Third, Europe’s largest power, Germany, is still partially paralyzed by its past. The cataclysmic end of Prussian-German primacy in Europe in 1945 regrettably makes German politicians and voters allergic to the logic of the philosopher of war, Carl von Clausewitz.

Turning to Asia, if China were to attempt to annex Taiwan, the island’s response is key. If Ukranians had not risen to the occasion, no amount of foreign weapons and money would have saved them. The same applies to Taiwan.

A second critical aspect will be Washington’s response. Will the U.S. just seek to back Taiwan indirectly or will it engage Chinese forces directly? No U.S. ally will do more than the Americans.

Much has been written about “Japan’s shift to war footing,” to quote a recent headline. But Japanese Cabinets still remain petrified about taking military action. Many foreign experts’ Japanese interlocutors come from a minority of (moderately) hawkish Japanese, giving foreigners the mistaken idea that Japan’s society is more martial than it really is. Japan, like Germany, wants to put behind it its brief, and by end of the war equally calamitous and criminal, adventure as a great power.

Chinese incursions into what Japan calls its territorial waters near the Senkaku Islands, which China calls Diaoyu, illustrates this point.

Other countries would have resorted to kinetic action to uphold their sovereignty, but Tokyo limits itself to lame statements (not necessarily wrong, but indicative of its mindset).

The Japanese evacuation of Afghanistan made it possible to airlift 15 Afghans (compared to 390 for South Korea and 15,000 for the United Kingdom).

Despite technology, no country can strengthen its armed services without putting more young men and women in uniform. In Japan the number of births fell by about half in four decades and there are few immigrants. How the country will find these new soldiers, sailors and airmen is a mystery.
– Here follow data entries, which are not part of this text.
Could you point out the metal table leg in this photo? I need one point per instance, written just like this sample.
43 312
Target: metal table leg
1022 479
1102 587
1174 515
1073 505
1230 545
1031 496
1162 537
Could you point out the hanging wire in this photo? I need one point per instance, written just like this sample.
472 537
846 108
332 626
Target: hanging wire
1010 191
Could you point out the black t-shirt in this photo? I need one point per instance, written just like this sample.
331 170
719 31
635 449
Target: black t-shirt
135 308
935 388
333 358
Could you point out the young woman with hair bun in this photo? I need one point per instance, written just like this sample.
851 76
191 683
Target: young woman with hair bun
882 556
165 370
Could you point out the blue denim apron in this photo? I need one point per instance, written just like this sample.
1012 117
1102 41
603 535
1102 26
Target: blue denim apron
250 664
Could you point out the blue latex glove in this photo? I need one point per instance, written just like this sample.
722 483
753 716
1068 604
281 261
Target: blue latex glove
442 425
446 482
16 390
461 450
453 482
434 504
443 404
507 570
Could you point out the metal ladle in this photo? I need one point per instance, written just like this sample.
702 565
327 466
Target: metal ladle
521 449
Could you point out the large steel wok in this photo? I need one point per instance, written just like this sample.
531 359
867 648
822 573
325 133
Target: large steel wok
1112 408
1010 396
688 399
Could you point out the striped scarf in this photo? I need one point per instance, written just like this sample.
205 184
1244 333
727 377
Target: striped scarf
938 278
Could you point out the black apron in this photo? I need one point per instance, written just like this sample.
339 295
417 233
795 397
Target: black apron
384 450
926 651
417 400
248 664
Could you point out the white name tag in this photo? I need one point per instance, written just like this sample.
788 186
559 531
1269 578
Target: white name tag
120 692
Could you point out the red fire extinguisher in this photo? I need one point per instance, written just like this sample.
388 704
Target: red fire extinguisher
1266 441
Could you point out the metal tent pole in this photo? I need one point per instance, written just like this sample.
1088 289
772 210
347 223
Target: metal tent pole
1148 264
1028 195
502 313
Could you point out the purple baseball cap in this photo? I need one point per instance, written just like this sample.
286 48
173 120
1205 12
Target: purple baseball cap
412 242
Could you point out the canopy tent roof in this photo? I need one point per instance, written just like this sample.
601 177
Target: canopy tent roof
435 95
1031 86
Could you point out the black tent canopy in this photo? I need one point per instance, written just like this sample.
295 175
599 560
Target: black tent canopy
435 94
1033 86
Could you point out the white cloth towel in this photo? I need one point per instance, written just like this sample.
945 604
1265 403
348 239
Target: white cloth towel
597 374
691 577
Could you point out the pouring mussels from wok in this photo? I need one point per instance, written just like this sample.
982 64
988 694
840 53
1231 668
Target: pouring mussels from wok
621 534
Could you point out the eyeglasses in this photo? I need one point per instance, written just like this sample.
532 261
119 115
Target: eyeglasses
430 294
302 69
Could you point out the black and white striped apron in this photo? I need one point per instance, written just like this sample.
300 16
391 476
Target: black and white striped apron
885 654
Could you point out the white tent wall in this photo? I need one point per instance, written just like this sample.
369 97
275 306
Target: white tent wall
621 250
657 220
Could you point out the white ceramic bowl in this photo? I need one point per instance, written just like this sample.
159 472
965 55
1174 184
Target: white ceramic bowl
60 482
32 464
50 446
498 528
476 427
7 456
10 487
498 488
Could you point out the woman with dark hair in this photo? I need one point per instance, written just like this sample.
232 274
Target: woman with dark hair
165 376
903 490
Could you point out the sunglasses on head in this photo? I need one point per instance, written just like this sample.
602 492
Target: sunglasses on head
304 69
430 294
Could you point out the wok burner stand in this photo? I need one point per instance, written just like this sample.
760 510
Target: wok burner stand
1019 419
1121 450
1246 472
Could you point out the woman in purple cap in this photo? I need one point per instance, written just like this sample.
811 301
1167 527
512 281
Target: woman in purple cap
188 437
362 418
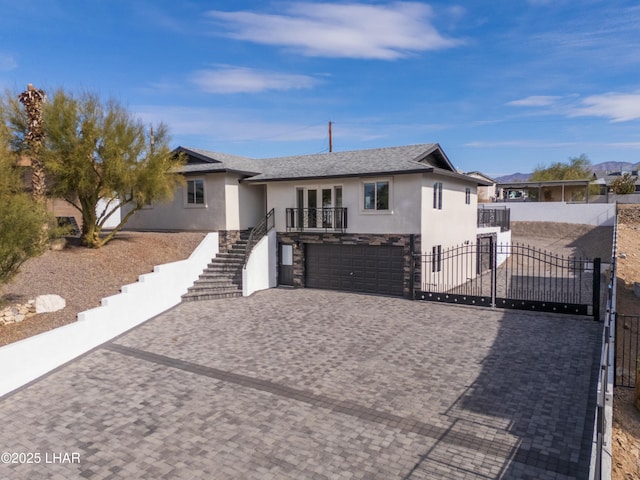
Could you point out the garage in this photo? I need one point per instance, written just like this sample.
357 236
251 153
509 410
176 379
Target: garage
375 269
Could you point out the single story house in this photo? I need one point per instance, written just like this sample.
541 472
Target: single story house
546 191
344 220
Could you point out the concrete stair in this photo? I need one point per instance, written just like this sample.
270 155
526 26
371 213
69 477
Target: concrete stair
223 276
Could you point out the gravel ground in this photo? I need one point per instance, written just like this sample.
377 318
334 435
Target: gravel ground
84 276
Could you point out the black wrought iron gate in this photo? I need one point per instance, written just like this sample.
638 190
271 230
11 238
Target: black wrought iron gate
508 276
627 350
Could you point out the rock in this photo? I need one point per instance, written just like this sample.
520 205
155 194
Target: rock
49 303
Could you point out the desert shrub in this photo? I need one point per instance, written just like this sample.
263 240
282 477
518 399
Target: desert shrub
624 185
21 225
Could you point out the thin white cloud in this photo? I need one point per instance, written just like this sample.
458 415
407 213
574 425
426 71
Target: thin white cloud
619 107
221 124
543 144
227 79
349 30
535 101
520 144
7 62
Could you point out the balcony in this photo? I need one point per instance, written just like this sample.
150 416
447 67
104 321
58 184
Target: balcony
327 219
495 217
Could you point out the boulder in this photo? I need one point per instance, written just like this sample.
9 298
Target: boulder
49 303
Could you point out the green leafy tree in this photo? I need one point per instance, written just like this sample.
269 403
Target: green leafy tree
22 219
578 168
624 185
97 153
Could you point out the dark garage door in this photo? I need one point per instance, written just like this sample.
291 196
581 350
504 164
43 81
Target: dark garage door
355 268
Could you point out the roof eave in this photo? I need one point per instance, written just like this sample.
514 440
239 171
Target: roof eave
346 175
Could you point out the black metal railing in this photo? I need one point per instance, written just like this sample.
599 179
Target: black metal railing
600 467
495 217
257 232
334 218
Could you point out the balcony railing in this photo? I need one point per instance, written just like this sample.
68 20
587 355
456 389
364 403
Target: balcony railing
495 217
299 219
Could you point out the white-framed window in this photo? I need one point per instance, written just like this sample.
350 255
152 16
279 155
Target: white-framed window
437 195
436 258
376 195
195 193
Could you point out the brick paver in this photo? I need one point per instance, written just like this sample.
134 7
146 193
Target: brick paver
311 384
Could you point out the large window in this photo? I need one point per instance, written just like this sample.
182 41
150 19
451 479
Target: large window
437 195
195 192
376 195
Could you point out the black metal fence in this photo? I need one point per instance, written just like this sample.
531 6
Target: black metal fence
330 218
627 350
509 276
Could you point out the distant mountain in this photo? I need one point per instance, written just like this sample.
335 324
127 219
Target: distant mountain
600 169
514 177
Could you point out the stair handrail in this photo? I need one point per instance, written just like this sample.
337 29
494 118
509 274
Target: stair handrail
257 232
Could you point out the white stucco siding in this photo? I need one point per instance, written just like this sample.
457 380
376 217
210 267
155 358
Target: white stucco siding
251 202
403 215
456 222
232 202
176 214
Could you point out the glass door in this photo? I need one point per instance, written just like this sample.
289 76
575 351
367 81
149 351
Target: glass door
327 219
312 208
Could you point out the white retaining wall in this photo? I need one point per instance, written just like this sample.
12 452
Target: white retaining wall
26 360
260 272
598 214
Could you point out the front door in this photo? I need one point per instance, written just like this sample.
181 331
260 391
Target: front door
312 206
286 265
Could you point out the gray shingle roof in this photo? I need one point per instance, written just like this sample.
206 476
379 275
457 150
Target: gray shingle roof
350 163
206 161
379 161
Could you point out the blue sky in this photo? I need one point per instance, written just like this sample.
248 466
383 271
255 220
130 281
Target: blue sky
502 85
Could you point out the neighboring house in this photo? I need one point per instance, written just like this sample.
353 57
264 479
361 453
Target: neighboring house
344 220
486 193
545 191
212 198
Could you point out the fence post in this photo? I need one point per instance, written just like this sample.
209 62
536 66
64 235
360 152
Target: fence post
494 271
596 289
412 271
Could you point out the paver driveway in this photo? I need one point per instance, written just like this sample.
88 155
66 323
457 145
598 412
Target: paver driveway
311 384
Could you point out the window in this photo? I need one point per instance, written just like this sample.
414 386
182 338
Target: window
376 195
437 195
436 258
195 192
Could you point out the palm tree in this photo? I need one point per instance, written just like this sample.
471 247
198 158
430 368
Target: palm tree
32 98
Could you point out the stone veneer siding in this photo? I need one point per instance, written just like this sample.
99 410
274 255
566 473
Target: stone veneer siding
298 239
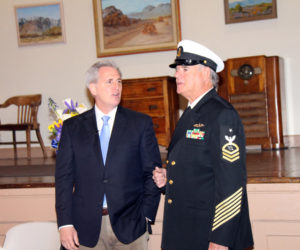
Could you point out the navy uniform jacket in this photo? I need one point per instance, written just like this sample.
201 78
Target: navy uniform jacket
206 198
81 178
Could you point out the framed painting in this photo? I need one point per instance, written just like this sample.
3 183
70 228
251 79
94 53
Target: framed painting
40 23
249 10
136 26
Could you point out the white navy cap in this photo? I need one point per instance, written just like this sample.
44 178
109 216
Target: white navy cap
192 53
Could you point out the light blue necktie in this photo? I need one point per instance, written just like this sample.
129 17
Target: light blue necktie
104 141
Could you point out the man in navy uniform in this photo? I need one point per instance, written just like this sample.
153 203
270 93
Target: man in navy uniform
206 203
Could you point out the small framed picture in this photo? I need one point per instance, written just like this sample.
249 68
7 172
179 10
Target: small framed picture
136 26
244 10
40 23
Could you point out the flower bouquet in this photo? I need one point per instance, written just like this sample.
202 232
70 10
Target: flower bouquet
71 109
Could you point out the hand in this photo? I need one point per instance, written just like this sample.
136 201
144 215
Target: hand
214 246
69 238
160 177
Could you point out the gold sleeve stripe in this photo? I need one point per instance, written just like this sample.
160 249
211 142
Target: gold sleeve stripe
221 220
231 206
228 208
237 193
231 156
231 160
218 225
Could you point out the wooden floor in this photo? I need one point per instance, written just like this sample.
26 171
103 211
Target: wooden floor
279 166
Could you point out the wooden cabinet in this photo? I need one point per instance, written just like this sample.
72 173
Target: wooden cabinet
157 97
252 85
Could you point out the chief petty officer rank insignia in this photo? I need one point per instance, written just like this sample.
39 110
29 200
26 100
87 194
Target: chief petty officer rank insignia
196 133
230 150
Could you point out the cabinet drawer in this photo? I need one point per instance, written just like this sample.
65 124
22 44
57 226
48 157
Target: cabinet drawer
151 106
138 90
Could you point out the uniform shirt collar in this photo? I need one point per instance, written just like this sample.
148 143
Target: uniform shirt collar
194 103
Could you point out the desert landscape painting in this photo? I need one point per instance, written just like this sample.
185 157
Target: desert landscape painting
39 24
249 10
136 22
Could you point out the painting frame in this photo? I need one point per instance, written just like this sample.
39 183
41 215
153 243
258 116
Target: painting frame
104 50
245 16
41 23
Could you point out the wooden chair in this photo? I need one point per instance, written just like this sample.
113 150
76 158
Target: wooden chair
27 107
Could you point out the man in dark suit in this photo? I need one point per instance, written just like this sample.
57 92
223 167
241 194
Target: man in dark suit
106 200
206 200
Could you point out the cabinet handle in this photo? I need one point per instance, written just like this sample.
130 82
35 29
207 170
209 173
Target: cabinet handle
152 107
151 89
155 126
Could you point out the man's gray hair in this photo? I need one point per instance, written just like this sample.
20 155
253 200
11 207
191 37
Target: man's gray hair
92 74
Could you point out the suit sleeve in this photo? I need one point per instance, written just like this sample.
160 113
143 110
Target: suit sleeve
64 179
150 157
228 147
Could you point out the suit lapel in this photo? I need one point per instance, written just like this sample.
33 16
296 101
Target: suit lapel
118 130
92 135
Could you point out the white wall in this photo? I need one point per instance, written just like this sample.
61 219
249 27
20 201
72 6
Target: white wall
57 70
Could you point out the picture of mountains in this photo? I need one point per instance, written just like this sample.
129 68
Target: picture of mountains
39 24
123 27
248 10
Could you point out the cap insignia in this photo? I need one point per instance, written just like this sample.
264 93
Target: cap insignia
179 51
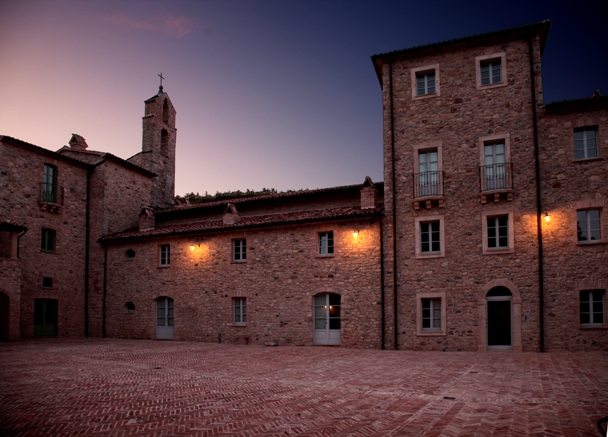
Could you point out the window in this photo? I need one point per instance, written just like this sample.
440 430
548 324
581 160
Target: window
425 81
592 307
49 184
239 250
48 240
165 255
430 314
430 241
585 143
326 243
491 70
589 225
239 311
497 232
430 237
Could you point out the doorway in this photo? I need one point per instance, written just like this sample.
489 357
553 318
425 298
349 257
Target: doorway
45 317
327 325
164 318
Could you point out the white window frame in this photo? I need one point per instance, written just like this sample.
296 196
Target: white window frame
418 238
588 222
419 71
324 249
239 317
239 250
431 332
510 248
164 255
502 57
584 131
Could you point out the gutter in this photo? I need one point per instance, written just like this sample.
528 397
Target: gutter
541 277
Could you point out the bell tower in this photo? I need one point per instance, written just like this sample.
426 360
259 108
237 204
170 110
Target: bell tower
158 148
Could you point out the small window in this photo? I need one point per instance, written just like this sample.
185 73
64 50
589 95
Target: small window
165 255
425 81
239 311
592 308
326 243
48 240
498 232
239 250
431 314
490 72
430 237
585 143
589 225
49 184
In the end, Japan will, at best, be a (possibly reluctant) follower of a U.S.-led coalition to defend Taiwan, especially if it involves fighting the People’s Liberation Army (and severing economic ties).

Another challenge will be forging a coalition. Due to the hub-and-spoke U.S. alliances and partnerships, relations between U.S. partners in Asia and Oceania are feeble, and, in the case of Tokyo and Seoul, marred by the so-called history issues arising from Japanese colonial rule. A lack of economic and political ties, and the tyranny of distance (Canberra is as far from Tokyo as Helsinki is) further keeps U.S. allies separate. “The Quad” and other security agreements between Japan and Australia do not alter this reality.

Moreover, the EU, despite its incomplete nature, can put in place sanctions, fund assistance and offers a constant forum for leaders, their ministers and officials to meet frequently. Nothing of the sort exists in Asia, further increasing the need for a U.S. initiative to lead the response to defend Taiwan.

The parameters will be different. The risks of the fighting spilling out of Ukraine into EU-NATO space have always been minor. In case Chinese President Xi Jinping attempts to annex Taiwan, the stakes of confronting Beijing will be much higher for Japan and other U.S. partners than facing Moscow is for Europeans.

This will make them more concerned about challenging China. At the same time, U.S. allies in Asia will see a Chinese invasion as a much greater threat to their core interests than most EU states west of Poland did when Putin attacked, pushing them into a more confrontational stance. No one can tell how governments will resolve these contrasting concerns.

The exact nature of a Sino-Taiwanese conflict is by definition unpredictable. But the events unfolding in Central Europe demonstrate that the response by Taiwan and of the United States will be a very important factor.